I started a new job as Software Developer at Zillow in October 2019. This would have been hard to imagine when I left Zillow in August 2018, so I wrote a few blog posts detailing my experience:
I had a few things going for me in the switch to software development. I graduated with a degree in Computer Engineering from the University of Illinois. I spent the last ten years in product and engineering management, so I understood the software development process and how to deliver successful products. That was a good foundation, but I still needed to pass the interviews, so here’s what I did to prepare.
- Brush up on Algorithms and Data Structures
- Practice, practice, practice algorithm problems
- Prepare for system design interviews
- Build a hobby project
- Be ready for behavioral questions
Brush up on Algorithms and Data Structures
I wanted to make sure I remembered the basics so I picked up a college level textbook that covered algorithms and data structures. I used Data Structures and Algorithms in Python by Goodrich, Tamassia, and Goldwasser because it was available on O’Reilly Books. The point was to get a refresher on lists, trees, graphs, search, and sorting. I read through the book and did enough practice problems to feel comfortable with the material.
Practice, practice, practice algorithm problems
In the last nine months I’ve probably done between 200-300 interview problems. I think I started to feel comfortable with them around the 150 mark. I used InterviewBit, Leetcode, and Elements in Programming Interviews (EPI). InterviewBit was great because it organized types of problems and had some good explanations, I worked through their whole program first. I then supplemented my practice with Leetcode and EPI. The goal was to be comfortable with all types of questions.
Doing all of these problems I wish I had more discipline in time boxing them. There were many times that I spent a few hours trying to figure out a problem without looking at a solution because I felt looking at the solution would be cheating. It’s not, I should have set clear time boundaries and looked at hints after 30 minutes and the whole solution after 60. I would have learned faster and spent less time being frustrated.

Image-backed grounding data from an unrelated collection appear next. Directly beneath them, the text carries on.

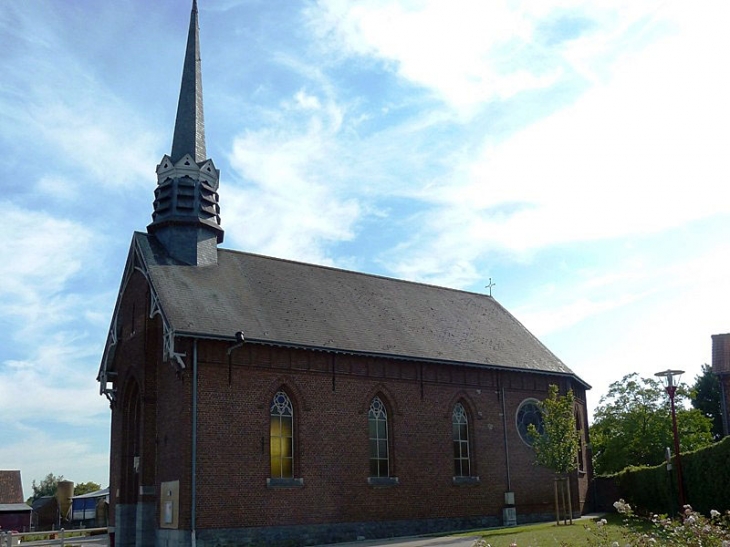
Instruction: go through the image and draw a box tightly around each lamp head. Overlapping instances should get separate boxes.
[654,369,685,388]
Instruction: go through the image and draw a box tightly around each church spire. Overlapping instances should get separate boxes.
[147,0,224,266]
[171,0,206,163]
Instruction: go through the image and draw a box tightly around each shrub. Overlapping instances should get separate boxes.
[588,499,730,547]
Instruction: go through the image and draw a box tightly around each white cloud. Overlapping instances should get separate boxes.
[226,124,361,264]
[0,204,109,428]
[370,1,730,284]
[0,3,162,191]
[0,205,89,302]
[28,97,160,189]
[0,348,108,428]
[309,0,670,114]
[0,428,109,499]
[293,89,322,110]
[35,175,79,201]
[513,243,730,403]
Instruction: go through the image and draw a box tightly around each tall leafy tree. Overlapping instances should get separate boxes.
[74,482,101,496]
[528,385,580,524]
[690,363,724,440]
[590,373,713,475]
[29,473,64,502]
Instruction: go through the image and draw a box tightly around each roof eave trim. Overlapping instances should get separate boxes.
[172,331,591,389]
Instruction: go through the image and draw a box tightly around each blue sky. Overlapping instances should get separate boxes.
[2,0,730,499]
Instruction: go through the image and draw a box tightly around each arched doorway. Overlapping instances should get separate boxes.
[117,376,141,547]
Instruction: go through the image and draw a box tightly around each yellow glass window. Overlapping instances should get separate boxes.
[270,391,294,479]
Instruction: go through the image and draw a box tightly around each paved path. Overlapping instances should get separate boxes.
[321,535,480,547]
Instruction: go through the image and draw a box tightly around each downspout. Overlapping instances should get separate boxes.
[720,374,729,437]
[500,385,511,491]
[192,339,198,547]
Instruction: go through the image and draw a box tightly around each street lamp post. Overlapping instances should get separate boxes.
[655,369,685,510]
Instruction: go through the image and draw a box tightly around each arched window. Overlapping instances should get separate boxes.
[270,391,294,479]
[516,398,544,446]
[368,396,389,478]
[452,402,471,477]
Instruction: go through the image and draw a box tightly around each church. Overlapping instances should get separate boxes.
[97,2,593,546]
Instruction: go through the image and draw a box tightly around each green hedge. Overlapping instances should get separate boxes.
[607,437,730,516]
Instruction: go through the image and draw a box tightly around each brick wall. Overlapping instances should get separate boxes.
[189,340,587,530]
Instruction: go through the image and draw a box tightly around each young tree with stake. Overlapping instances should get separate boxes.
[528,385,580,525]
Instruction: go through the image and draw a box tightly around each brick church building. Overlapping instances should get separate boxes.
[97,2,593,546]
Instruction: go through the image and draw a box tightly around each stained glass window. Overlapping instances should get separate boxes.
[516,399,544,446]
[453,403,471,477]
[270,391,294,479]
[368,396,389,478]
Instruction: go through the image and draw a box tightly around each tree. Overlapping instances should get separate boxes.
[690,363,724,441]
[74,482,101,496]
[528,385,580,525]
[590,373,713,475]
[28,473,64,503]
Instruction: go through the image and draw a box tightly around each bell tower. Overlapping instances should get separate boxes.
[147,0,224,266]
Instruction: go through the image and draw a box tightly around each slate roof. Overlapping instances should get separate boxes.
[0,471,23,505]
[132,232,587,384]
[171,0,206,164]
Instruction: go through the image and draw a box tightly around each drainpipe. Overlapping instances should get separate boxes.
[500,385,511,490]
[192,339,198,547]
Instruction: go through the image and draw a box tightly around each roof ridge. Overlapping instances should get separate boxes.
[215,244,497,298]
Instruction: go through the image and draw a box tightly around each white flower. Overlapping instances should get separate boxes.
[711,509,721,518]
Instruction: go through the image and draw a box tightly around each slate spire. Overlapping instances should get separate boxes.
[171,0,206,164]
[147,0,224,266]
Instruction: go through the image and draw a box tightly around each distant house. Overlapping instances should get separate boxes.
[71,488,109,529]
[0,470,31,532]
[30,497,60,531]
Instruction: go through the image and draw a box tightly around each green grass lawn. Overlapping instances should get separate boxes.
[465,513,645,547]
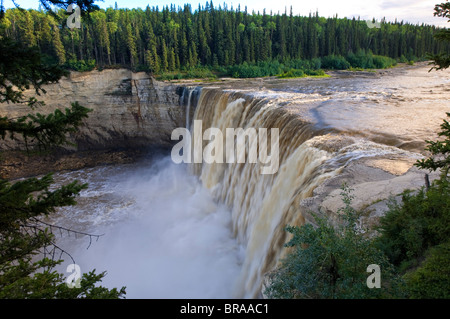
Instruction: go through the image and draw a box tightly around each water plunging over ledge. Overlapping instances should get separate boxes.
[40,65,449,298]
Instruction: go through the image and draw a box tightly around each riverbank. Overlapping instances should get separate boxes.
[0,62,440,181]
[159,61,430,85]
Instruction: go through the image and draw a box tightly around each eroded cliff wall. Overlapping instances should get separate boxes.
[0,69,185,151]
[0,69,187,178]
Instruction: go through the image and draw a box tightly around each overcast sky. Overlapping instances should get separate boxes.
[3,0,448,27]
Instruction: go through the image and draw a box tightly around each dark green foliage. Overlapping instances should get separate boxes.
[1,5,447,77]
[0,257,126,298]
[373,55,397,69]
[415,112,450,177]
[0,171,126,299]
[403,241,450,299]
[321,55,351,70]
[376,180,450,270]
[0,102,91,152]
[156,66,216,80]
[312,52,397,70]
[0,37,68,108]
[285,58,322,71]
[347,50,375,69]
[64,59,97,72]
[227,62,276,78]
[0,2,125,298]
[277,69,305,78]
[0,173,123,298]
[305,69,326,76]
[429,1,450,71]
[265,184,400,299]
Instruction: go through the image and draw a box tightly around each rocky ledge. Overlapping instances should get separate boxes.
[0,69,189,179]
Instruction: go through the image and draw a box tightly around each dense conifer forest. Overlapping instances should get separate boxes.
[1,2,448,78]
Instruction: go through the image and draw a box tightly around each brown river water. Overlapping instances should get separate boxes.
[45,63,449,298]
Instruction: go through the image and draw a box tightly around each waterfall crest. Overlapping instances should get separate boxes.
[182,87,343,297]
[180,85,420,298]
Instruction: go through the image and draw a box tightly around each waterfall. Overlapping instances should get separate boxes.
[179,87,342,298]
[179,86,417,298]
[181,86,201,131]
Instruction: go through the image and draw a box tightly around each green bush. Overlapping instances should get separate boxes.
[155,67,217,80]
[305,69,326,76]
[265,184,400,299]
[185,67,216,79]
[399,55,409,63]
[376,179,450,271]
[64,59,96,72]
[226,60,286,78]
[346,50,375,69]
[403,241,450,298]
[321,55,351,70]
[156,72,182,81]
[284,58,321,71]
[373,55,397,69]
[277,69,305,78]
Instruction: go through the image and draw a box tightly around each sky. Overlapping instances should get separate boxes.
[3,0,449,27]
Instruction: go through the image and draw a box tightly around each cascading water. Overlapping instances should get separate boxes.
[47,67,445,299]
[181,86,202,131]
[182,88,336,297]
[181,86,425,298]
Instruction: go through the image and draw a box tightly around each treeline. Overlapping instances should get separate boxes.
[0,2,448,74]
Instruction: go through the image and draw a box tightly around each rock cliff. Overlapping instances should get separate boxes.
[0,69,186,151]
[0,69,187,179]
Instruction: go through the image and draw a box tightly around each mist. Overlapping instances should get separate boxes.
[53,156,243,298]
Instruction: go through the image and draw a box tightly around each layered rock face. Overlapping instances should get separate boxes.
[0,69,187,179]
[0,69,185,151]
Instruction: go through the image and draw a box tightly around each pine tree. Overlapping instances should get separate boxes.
[1,1,447,74]
[168,47,176,71]
[0,0,125,299]
[161,38,169,72]
[51,21,66,64]
[20,10,37,48]
[429,1,450,70]
[126,23,137,68]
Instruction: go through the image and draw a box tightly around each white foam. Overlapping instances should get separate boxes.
[53,157,243,298]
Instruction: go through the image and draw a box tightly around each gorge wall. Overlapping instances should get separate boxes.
[0,69,188,178]
[1,69,186,151]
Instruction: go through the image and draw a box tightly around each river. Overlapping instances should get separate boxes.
[46,64,449,298]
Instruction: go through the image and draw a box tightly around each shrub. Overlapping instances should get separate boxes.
[265,184,400,299]
[373,55,397,69]
[226,60,286,78]
[321,55,351,70]
[376,180,450,271]
[64,59,96,72]
[346,50,375,69]
[403,241,450,298]
[277,69,305,78]
[185,67,216,79]
[305,69,326,76]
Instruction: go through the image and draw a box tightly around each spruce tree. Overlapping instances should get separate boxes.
[429,1,450,70]
[0,0,125,299]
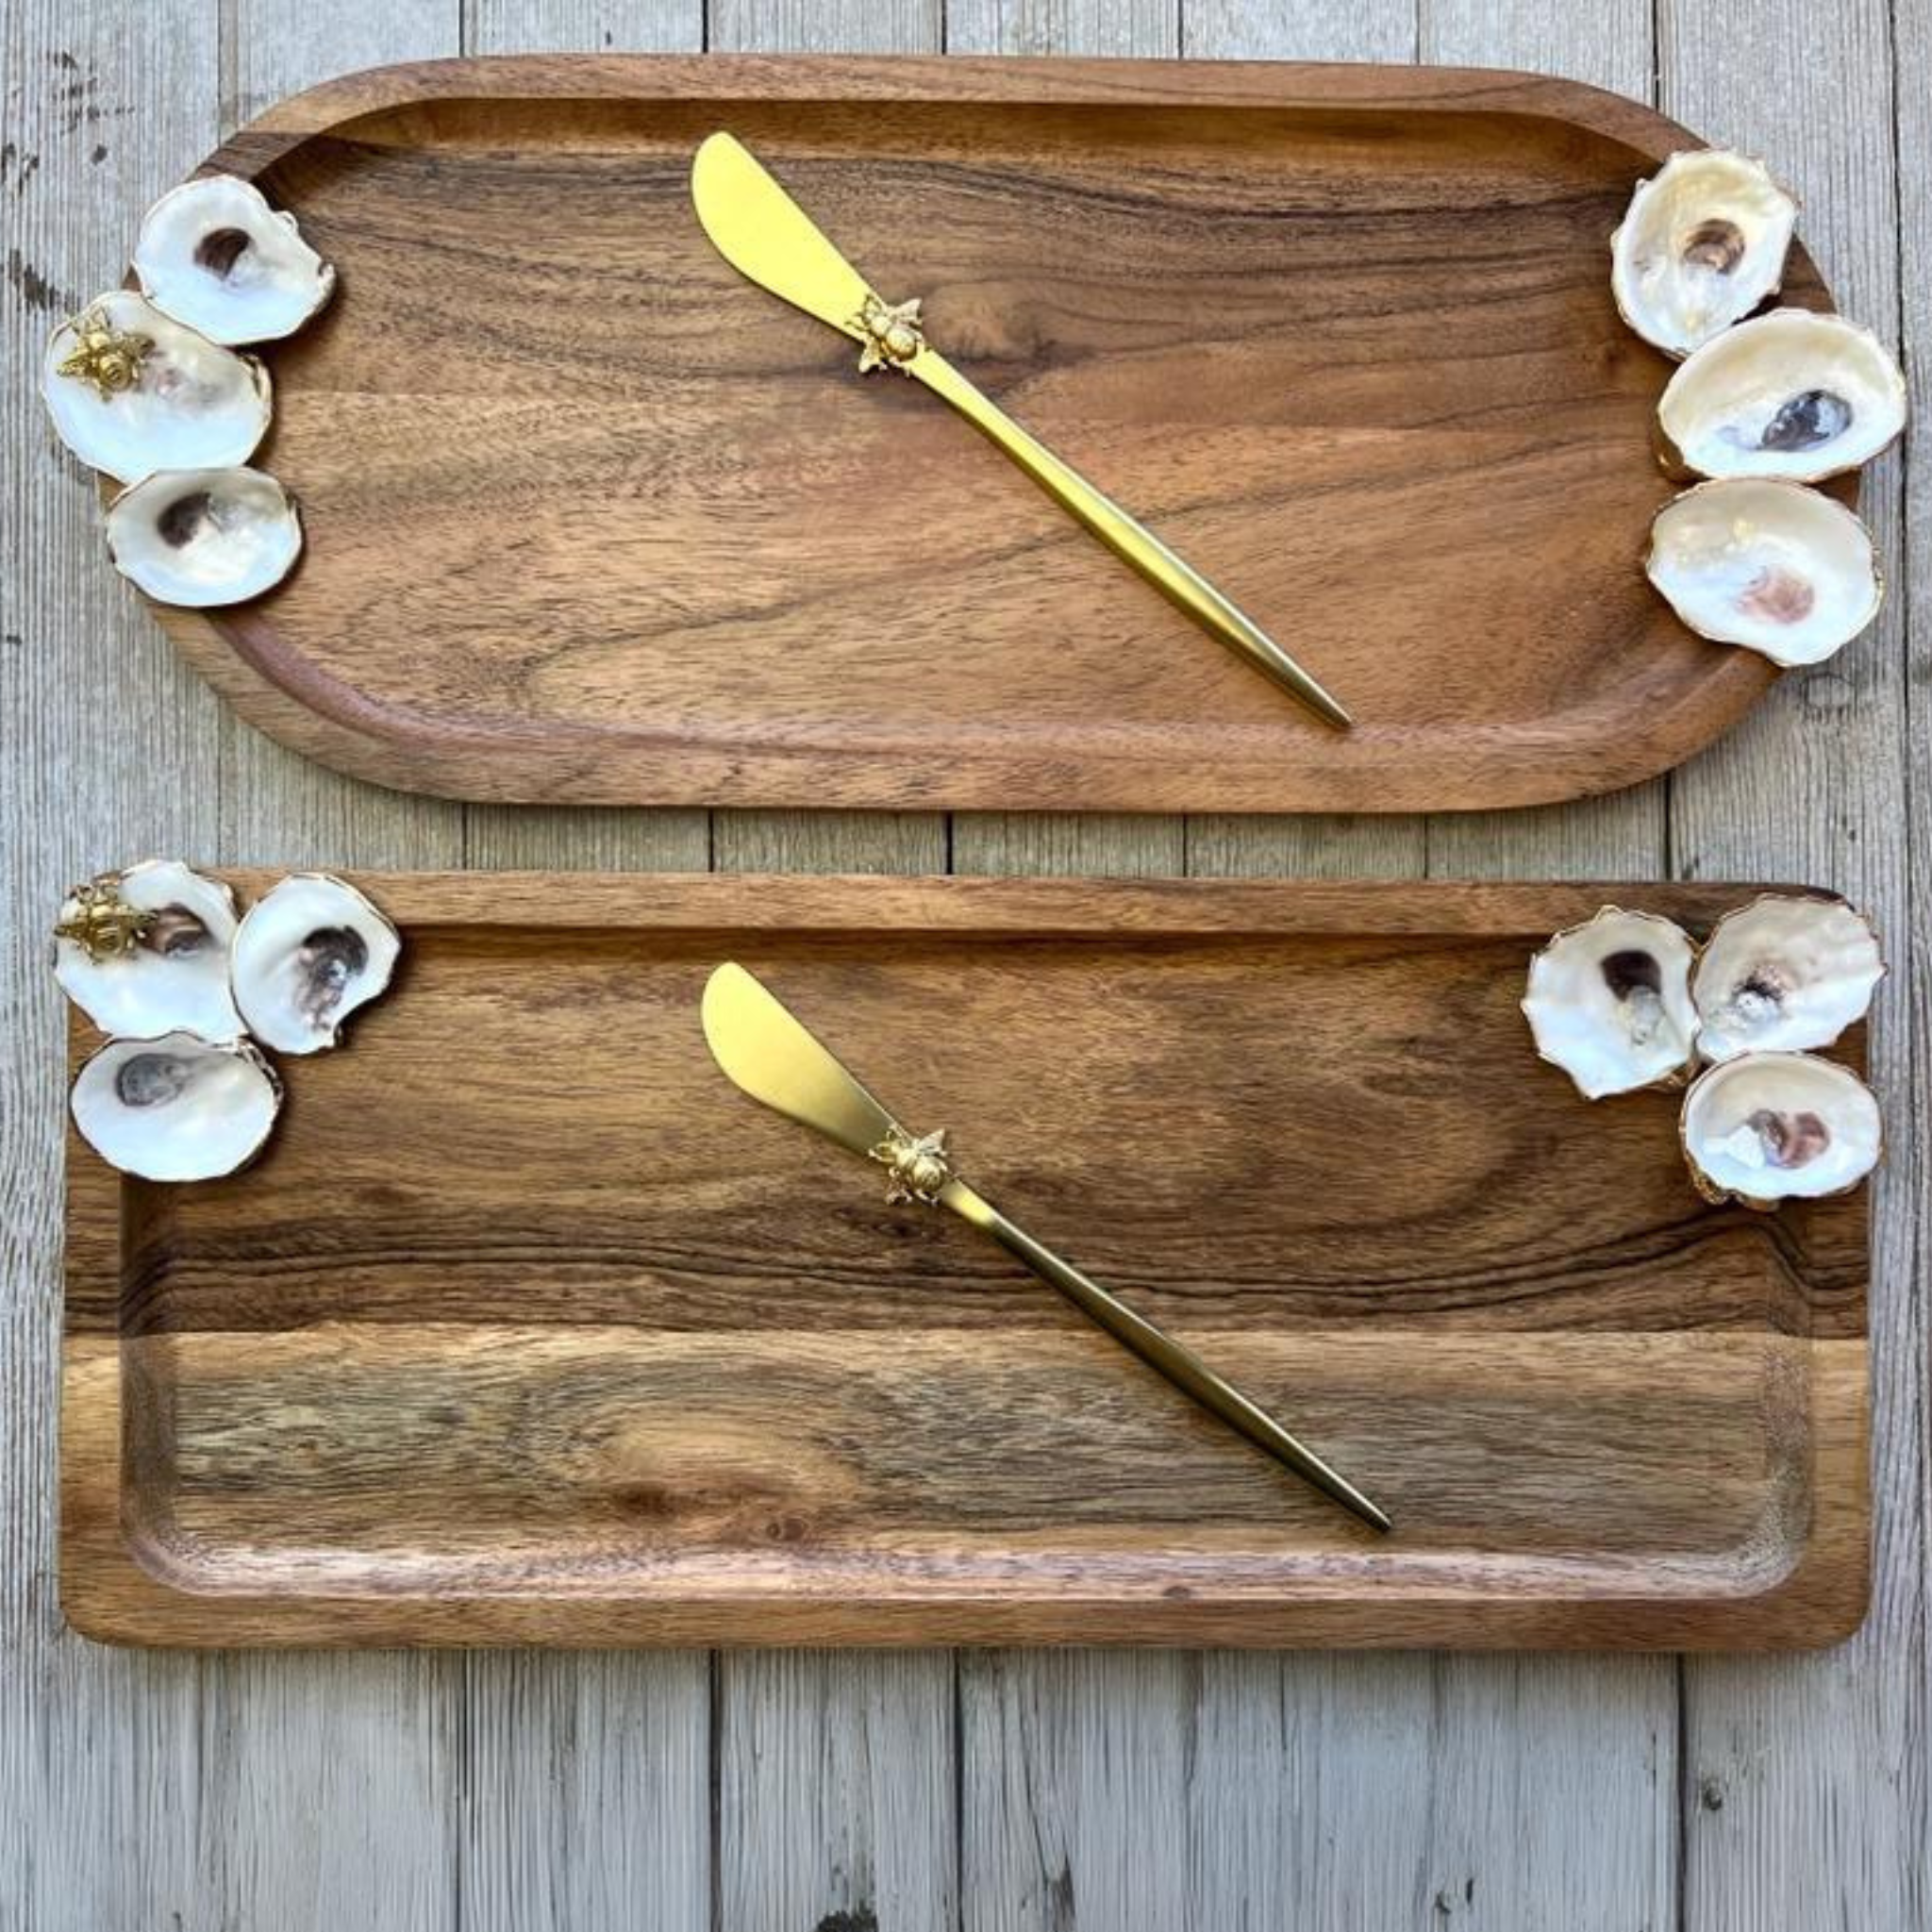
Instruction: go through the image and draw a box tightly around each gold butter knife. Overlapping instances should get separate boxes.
[690,132,1352,731]
[700,961,1391,1532]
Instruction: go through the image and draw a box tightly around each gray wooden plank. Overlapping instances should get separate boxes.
[1660,2,1928,1924]
[718,1651,958,1932]
[947,0,1174,57]
[1895,0,1932,1914]
[712,808,946,874]
[190,1657,454,1925]
[453,10,715,1932]
[185,7,470,1929]
[5,9,1922,1932]
[1411,10,1679,1927]
[462,805,710,871]
[1180,0,1412,58]
[709,0,942,48]
[2,4,221,1927]
[455,1653,711,1932]
[702,7,959,1930]
[959,1653,1195,1932]
[951,813,1182,875]
[470,0,699,48]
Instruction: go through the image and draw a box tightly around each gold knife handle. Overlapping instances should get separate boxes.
[908,350,1351,731]
[941,1178,1390,1533]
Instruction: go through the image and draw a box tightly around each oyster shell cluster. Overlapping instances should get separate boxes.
[40,175,333,609]
[57,863,398,1182]
[1611,151,1905,671]
[1523,897,1883,1208]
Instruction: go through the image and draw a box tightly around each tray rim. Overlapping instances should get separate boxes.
[60,871,1871,1650]
[134,52,1827,814]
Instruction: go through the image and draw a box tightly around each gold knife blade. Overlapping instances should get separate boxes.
[688,133,1353,732]
[699,961,1391,1533]
[701,959,900,1160]
[691,130,879,349]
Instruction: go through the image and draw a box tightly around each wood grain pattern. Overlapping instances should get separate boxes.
[700,16,958,1932]
[1660,0,1929,1923]
[965,8,1686,1928]
[4,5,227,1928]
[7,4,1924,1926]
[461,0,715,1920]
[1410,3,1684,1922]
[199,9,468,1931]
[60,873,1868,1649]
[121,54,1840,815]
[949,15,1441,1932]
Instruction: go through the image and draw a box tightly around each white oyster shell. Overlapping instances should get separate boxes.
[54,859,243,1042]
[1611,149,1798,358]
[41,291,272,486]
[134,174,336,346]
[1692,894,1883,1061]
[1523,908,1699,1099]
[230,873,400,1055]
[1646,478,1880,667]
[1680,1050,1879,1207]
[106,465,302,608]
[1657,308,1906,483]
[70,1029,281,1181]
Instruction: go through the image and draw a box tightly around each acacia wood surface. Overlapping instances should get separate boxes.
[59,873,1870,1649]
[129,54,1839,815]
[5,0,1924,1926]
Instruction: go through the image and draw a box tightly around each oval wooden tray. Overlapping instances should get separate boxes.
[155,56,1843,812]
[63,874,1868,1649]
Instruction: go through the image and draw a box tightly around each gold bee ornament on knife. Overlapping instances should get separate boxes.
[700,961,1391,1533]
[689,132,1352,732]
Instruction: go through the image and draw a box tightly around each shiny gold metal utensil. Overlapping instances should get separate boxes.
[689,132,1353,732]
[700,961,1391,1532]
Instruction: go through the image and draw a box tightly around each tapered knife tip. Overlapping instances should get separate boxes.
[690,130,745,198]
[1307,685,1354,731]
[700,959,747,1041]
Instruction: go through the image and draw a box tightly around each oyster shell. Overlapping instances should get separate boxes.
[42,291,271,486]
[70,1029,281,1181]
[1657,308,1906,483]
[106,465,303,608]
[54,859,243,1043]
[1680,1050,1879,1207]
[1523,907,1699,1098]
[230,873,401,1055]
[1611,149,1798,357]
[1692,894,1883,1061]
[1646,478,1881,667]
[133,174,336,345]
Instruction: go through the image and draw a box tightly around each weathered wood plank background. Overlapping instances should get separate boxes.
[1,0,1922,1926]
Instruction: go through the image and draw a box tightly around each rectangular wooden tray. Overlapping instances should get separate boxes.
[62,874,1869,1648]
[156,56,1836,814]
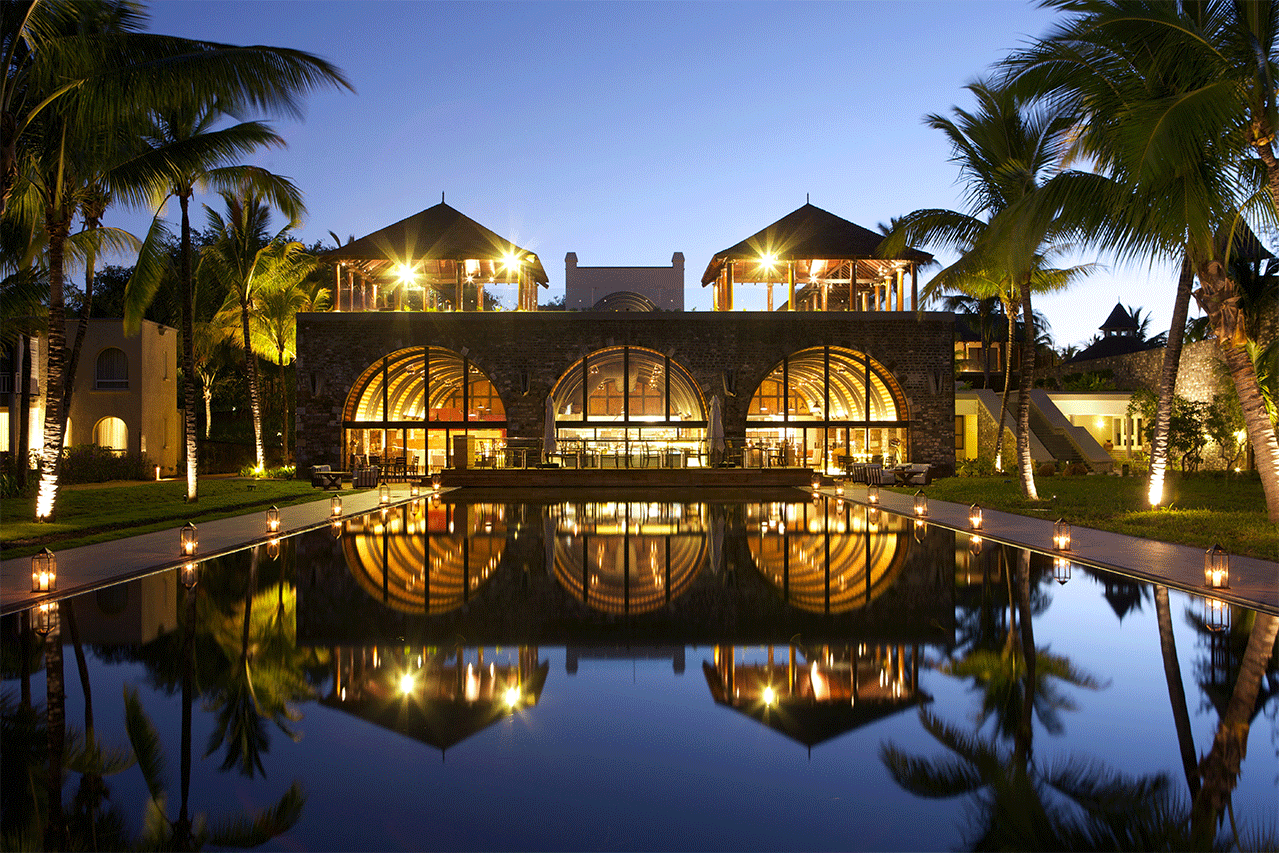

Prepare for system design interview
I was already pretty comfortable drawing high level boxes of a system from my work as a product manager, but the system design primer and practice interviews through Pramp got me prepared for design questions that popped up at every interview. This was my biggest weakness and I’m not sure how I could have done better without actual work experience.
Build hobby projects
This whole journey started because I was really excited to build TorresApp (blog) while traveling. I think hobby projects are great because it’s easier to learn when you have a problem you’re trying to solve, they show initiative to potential employers, and they give you something to talk about when asked “tell me the hardest technical problem you’ve solved”. I always ended up talking about getting my scraper to detect async requests.
Most companies will ask some form of “Tell me about a time when…”. Companies that recruit based on their core values, which I believe are better companies, focus on these questions even more. Early in my year off I forced myself to write down some anecdotes that demonstrated Zillow’s Core Values. I later used them to make sure I have examples for a companies’ core values.